The interface between genetics and public health raises issues such as the value of genetic tests in newborn screening or screening for disease of adult onset, the delivery of clinical genetics services, the need for education and training, and the ethical, social, and legal implications of the use of genetics in public health policy. These issues are all addressed in the various sections of the book. However, few of these issues are new, and lessons learnt from neonatal screening for phenylketonuria remind us that the more things change, the more they remain the same. The fundamental principles for rational public health policy and programme development are no different in genetics than in any other subject.
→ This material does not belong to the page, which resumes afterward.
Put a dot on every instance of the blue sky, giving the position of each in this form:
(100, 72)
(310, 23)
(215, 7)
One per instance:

Haemochromatosis is an example used in several chapters and provides an important model for public health as it begins to address genetic contributions to adult disease. Untreated, haemochromatosis results in the accumulation of excess iron stores, which may ultimately lead to organ damage and life threatening complications. Treatment by regular phlebotomy prolongs survival in symptomatic individuals and normalises life expectancy if started early. Thus, when variants in the HFE gene were found to be associated with iron overload a clear approach to early diagnosis was expected, with prospects for universal screening based on a genetic test. However, several uncertainties have emerged. In particular, details of the natural course of the disease in people with the at risk genotypes have yet to be clarified, and questions about the psychosocial and economic consequences of screening have yet to be addressed.
This book serves as a comprehensive review of genetics in public health practice and is likely to be of interest to a multidisciplinary audience. The authorship gives the book a strong north American flavour, but many of the messages are valid for public health practice in general.